On Monday, Wheely said that by signing a one-year interlocal agreement, Unicoi County could decide if they would like to start a county run service and to purchase new vehicles or lease to purchase vehicles from Washington County/Johnson City EMS. Wheely acknowledged that once the county starts the service up, if they decide to, the county could run the service annually to the cost of roughly $218,000.

“That is not that expensive,” White said. “That may be the route we need to take. Since I’ve been on the commission, it’s been a nightmare, since we began sending ambulance services out to bidders.”

Wheely said he would like to see Unicoi County start its own service.

“I’d like to see you start your own service, not just act as a stop gap so you can bid the services back out,” Wheely said.

If Unicoi County decides to start its own service, Wheely sees a transition that could take only a few months.

“I would say it would take up to six months to switch over, if you decided to start your own services,” Wheely said.

Wheely left the committee with some other items to think about.

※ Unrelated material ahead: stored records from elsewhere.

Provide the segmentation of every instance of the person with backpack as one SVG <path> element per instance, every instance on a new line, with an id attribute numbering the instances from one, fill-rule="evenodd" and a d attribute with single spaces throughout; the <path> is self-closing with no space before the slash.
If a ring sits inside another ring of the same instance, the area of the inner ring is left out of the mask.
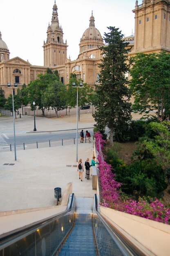
<path id="1" fill-rule="evenodd" d="M 90 165 L 89 158 L 87 158 L 85 164 L 85 178 L 89 180 L 90 178 L 90 168 L 92 165 Z"/>
<path id="2" fill-rule="evenodd" d="M 84 171 L 84 166 L 81 158 L 80 159 L 77 164 L 77 171 L 79 173 L 79 179 L 81 178 L 81 181 L 83 181 L 83 172 Z"/>
<path id="3" fill-rule="evenodd" d="M 91 143 L 91 141 L 90 141 L 90 137 L 91 137 L 90 133 L 87 130 L 86 131 L 86 133 L 85 134 L 85 138 L 86 138 L 86 137 L 87 137 L 88 141 L 89 141 L 89 143 Z"/>
<path id="4" fill-rule="evenodd" d="M 80 136 L 81 137 L 81 139 L 80 140 L 80 142 L 81 143 L 82 142 L 82 143 L 83 143 L 84 141 L 84 132 L 83 132 L 83 130 L 81 130 L 81 132 L 80 133 Z"/>

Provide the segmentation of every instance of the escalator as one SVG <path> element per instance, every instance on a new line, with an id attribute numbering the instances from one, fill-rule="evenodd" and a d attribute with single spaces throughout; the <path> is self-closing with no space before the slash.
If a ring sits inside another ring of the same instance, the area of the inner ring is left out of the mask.
<path id="1" fill-rule="evenodd" d="M 65 211 L 1 236 L 0 256 L 140 255 L 101 216 L 97 199 L 85 211 L 72 194 Z"/>

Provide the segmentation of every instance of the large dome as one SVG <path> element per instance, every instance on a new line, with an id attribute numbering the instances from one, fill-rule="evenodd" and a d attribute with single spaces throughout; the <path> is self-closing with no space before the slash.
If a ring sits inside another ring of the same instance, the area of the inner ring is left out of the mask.
<path id="1" fill-rule="evenodd" d="M 5 49 L 8 50 L 8 47 L 6 44 L 4 42 L 4 41 L 3 41 L 3 40 L 2 39 L 2 34 L 1 34 L 1 32 L 0 32 L 0 49 Z"/>
<path id="2" fill-rule="evenodd" d="M 101 34 L 95 27 L 94 18 L 93 15 L 90 18 L 90 24 L 89 27 L 83 33 L 81 41 L 84 40 L 98 40 L 103 42 Z"/>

“One of the biggest things to be thinking about is how you want to structure a county run ambulance service,” Wheely said. “You have to think about employee benefits, structure and oversight, whether you want this committee to make decisions or do you want to establish a board of directors.”

Unicoi County representatives said they are thankful for the guidance that Wheely has provided the county.

“Dan (Wheely) and his staff have been very professional and we appreciate that,” Unicoi County Mayor Garland “Bubba” Evely said.

Rice agreed.

“We certaninly appreciate your time and effort,” she said.

According to Unicoi County Commission Chairman Loren Thomas, whatever ambulance service the county has going forward it will have a new home.

“The $218,000 subsidy doesn’t cover housing, so we can move them into the old hospital without any cost except utilities,” Thomas said. “Christian Care Center (of Unicoi County) doesn’t occupy the back of the building, they are just using the front of the building.”

Currently, the county is still weighing all options for ambulance service and MedicOne is still serving Unicoi County. According to Mosley, there is currently no date set for the next Ambulance Committee Meeting.

“The full commission will not hear Washington County/Johnson City EMS proposal at the May 20 meeting,” Mosley said. “It will probably be heard by a special called meeting; it will not happen next Monday.”